Inspiration

We noticed a problem. Even with more than 70 million people around the world using sign language to communicate, there is a disconnect between them and the “hearing” society. In the computational ethics class, we learned about the Americans with Disabilities Act along with the ACM honor code which both emphasizes that it is wrong to discriminate against people who are disabled or at a disadvantage to others. In reflection on both, we found that most technologies seemingly are not adapted for everyone and only consider the non-disabled majority as their target audience. Many times this discrimination is due to a lack of understanding and empathy between the parties. We wanted to find a way to bridge people with the least amount of effort on their part to eliminate any potential roadblocks between them.
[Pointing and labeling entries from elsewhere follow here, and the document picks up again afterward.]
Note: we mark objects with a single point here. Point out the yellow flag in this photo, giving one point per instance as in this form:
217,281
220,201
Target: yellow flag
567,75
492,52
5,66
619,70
To do so we created a visual-based dynamic application to ease the communication between sign language and written languages that uses machine learning to improve its accuracy.

What it does

Heyes uses your webcam to capture your signing and converts your gestures into statements. This can also be used to convert between different sign languages that each have their own specifications too!

How we built it

We used Python interfaced with a Multilayer Perceptron (MLP) to test out an effective feedforward artificial neural network that can predict output with Kazuhito Takahashi’s open-sourced models. We used Open CV to access real-time computer vision and train the application. Google media pipes convert the data collected into hand maps using different stick and dot designs. We placed an emphasis on training with a large data set with a wide range of skin tones as historically, computer vision models have oftentimes been found to be biased against people of color. Utilizing 21 handmarks, MediaPipes is used in our training to recognize the patterns of the joints in our hands despite being at angles and different distances. TensorFlow is what helps us with logging information and training our program.

Challenges we ran into

In developing this software we started with a purely TensorFlow build. This created numerous integrating errors as one of our laptops was running on an older computer and the other computer had issues downloading python. Moreover, the results were not very accurate in different lighting and with different people and the data set that could be captured was very small. Upon noticing these errors, we changed the approach to utilize Google MediaPipe alongside Tensorflow to provide a program with higher accuracy. This project required several imports to run as we are using open-source software libraries, this led to us spending a considerable amount of time installing and updating software.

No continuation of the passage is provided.